Olearia oppositifolia is a species of flowering plant in the family Asteraceae and is endemic to eastern Australia. It is a shrub with egg-shaped to elliptic leaves arranged in opposite pairs, and white and yellow daisy flowers.

==Description==
Olearia oppositifolia is a shrub with erect stems that typically grows to a height of up to 2.3 m. The leaves are mostly arranged in opposite pairs, egg-shaped to elliptic, 14–110 mm long and 6–39 mm wide, green on the upper surface and pale brown, covered with greyish hairs on the lower surface. The heads or daisy-like "flowers" are arranged in corymbs 19–23 mm wide on a peduncle up to 50 mm long near the ends of branches. Each head has four to six white ray florets and six to eleven yellow disc florets.

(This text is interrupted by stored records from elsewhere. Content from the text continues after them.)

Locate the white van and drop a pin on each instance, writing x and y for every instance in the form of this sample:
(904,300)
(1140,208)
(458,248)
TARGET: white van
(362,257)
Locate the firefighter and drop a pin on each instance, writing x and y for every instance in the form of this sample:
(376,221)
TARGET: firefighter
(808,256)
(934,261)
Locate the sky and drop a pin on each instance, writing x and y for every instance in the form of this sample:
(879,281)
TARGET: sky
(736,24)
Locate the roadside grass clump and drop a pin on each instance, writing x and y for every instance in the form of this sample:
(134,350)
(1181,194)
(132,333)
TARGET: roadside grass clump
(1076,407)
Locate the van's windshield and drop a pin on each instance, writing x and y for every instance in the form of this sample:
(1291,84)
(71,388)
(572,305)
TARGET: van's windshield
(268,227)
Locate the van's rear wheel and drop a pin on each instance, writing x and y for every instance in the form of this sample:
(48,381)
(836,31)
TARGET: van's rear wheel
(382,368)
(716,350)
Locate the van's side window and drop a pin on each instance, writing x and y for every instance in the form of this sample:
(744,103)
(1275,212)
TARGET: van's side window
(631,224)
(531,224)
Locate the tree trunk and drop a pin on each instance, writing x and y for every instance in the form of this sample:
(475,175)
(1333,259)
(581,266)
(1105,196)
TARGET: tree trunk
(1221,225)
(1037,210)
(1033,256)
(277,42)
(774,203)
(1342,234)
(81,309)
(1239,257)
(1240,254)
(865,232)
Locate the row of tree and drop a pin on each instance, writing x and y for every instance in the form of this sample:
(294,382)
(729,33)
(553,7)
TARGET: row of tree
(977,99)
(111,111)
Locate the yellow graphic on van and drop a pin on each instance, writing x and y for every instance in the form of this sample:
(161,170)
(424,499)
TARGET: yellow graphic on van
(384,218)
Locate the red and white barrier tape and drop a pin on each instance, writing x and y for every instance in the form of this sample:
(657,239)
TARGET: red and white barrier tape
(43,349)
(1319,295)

Flowering occurs from November to January and the achenes are more or less glabrous, the pappus with 44 to 74 bristles.

==Taxonomy and naming==
This olearia was first formally described in 1860 by Ferdinand von Mueller in Fragmenta phytographiae Australiae and given the name Eurybia oppositifolia. In 1991, Nicholas Lander changed the name to Olearia oppositifolia in the journal Telopea.

==Distribution and habitat==
Olearia oppositifolia grows in forest and rainforest margins on the ranges between the Border Ranges National Park in south-eastern Queensland and Barrington Tops National Park.